Some may also go for some new work. One such
work is to produce compost that can replace
costly fertilizers effectively, if marketed
well. The task can engage some men on regular
basis, if understood properly. Unfortunately,
there is hardly any move for that, even though
many of the farmers know by now that the
chemical fertilizers are spoiling the soil of
the agriculture fields and making it gradually
less fertile.
Can’t the government and the manufacturing
company such as M&M or Escorts for tractors,
Bajaj Auto and Hero Honda for motorcycles, open
these skill- building facilities in rural India?

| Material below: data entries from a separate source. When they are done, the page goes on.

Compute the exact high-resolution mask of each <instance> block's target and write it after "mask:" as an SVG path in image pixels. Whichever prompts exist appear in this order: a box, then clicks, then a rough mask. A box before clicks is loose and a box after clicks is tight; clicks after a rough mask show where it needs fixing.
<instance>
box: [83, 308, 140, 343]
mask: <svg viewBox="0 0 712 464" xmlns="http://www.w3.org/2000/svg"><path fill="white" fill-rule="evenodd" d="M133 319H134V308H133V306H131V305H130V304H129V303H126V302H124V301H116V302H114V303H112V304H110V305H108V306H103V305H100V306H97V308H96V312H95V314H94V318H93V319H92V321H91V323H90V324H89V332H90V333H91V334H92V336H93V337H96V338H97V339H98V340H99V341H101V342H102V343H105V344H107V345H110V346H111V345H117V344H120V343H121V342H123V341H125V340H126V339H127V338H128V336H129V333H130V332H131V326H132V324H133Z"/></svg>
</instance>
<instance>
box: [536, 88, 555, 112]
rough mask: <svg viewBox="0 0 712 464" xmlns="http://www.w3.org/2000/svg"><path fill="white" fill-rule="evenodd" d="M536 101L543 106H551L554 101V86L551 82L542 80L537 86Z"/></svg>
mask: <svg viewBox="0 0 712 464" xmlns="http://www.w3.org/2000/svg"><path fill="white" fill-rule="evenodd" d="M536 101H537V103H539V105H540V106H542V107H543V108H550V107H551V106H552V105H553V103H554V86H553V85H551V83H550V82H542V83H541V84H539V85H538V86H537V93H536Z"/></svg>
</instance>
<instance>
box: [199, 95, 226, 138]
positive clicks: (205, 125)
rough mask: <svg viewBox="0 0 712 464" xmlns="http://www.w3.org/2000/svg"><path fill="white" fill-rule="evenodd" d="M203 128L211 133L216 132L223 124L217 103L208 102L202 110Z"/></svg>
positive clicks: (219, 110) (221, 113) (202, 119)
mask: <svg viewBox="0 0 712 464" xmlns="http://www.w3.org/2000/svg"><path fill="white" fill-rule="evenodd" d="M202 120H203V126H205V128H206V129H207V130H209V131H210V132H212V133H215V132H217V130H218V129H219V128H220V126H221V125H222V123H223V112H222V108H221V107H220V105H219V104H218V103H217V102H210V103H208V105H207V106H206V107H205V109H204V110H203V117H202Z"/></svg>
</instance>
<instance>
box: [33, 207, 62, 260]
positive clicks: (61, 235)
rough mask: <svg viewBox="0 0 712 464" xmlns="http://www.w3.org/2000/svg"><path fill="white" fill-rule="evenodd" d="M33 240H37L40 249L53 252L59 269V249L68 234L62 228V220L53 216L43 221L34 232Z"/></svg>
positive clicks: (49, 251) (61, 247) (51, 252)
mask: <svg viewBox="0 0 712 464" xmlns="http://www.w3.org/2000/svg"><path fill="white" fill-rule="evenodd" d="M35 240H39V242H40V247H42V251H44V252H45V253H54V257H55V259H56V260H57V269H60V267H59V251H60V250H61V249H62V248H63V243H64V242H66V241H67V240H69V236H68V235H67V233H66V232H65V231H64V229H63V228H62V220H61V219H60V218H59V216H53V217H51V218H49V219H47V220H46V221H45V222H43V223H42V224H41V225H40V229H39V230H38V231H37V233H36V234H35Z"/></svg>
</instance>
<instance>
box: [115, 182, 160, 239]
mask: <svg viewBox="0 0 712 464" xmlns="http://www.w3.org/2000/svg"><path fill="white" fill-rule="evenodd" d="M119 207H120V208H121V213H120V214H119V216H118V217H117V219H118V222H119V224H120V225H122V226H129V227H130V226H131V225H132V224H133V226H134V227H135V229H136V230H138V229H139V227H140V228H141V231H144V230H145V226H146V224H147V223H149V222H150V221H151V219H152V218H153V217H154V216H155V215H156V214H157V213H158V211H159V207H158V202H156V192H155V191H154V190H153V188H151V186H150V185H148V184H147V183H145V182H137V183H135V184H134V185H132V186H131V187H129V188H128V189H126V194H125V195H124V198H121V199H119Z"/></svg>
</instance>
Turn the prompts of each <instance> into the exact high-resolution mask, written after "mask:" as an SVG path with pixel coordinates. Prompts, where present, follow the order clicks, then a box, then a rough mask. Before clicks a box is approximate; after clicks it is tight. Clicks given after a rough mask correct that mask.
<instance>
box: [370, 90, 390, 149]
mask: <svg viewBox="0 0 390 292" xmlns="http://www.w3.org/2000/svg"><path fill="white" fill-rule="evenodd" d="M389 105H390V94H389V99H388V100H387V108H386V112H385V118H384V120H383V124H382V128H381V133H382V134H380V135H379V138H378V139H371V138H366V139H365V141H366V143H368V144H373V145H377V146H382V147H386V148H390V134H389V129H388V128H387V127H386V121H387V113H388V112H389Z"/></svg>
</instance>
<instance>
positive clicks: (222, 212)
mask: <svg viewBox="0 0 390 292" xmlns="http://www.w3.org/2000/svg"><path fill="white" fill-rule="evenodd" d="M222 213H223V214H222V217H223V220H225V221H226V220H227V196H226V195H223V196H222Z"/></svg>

Will it not be helpful in growth of the
manufacturers’ business further? Can’t some
affluent or educated among these rural young men
become the dealers of these companies and its
spare parts?
And then how can the rural economy afford to
keep the women folks without any productive
work? The women are talented and knowledgeable
in many skills such as stitching, different
types of rural art and craft, rural food
processing, dressmaking, and nursing from their
childhood. A formal training enhancing the
talent can make them employable? We require
these skill-building centres in every village
for every child that can’t pursue higher
education. This is an absolute necessity for
building a strong economy. Once some one even
without much formal education gets trained as
mason, carpenter, or electrician properly, his
employability improves. He can earn in his own
village or outside the state or even in
countries abroad where many are immigrating to
build a better career.
No amount of NREG (National Rural Employment
Guarantee) plans can improve the rural economy
on long term. Some sort of manufacturing bases
are essential in rural areas to engage more and
more local people that are entering workforce.
With expansion of rural electrification,
manufacturing can take base in rural India as it
did in China. I still remember a story from
China’s rural area where a teacher took a lead
in starting a shock manufacturing facility and
in very short period, the village was a cluster
for shock manufacturing supplying millions of
shocks to the domestic market as well as for the
export. India will have to emulate the Chinese
model of manufacturing. Every household will
have to be a manufacturing unit however small it
may be. That can only provide employment and
bring real long-term prosperity in rural India.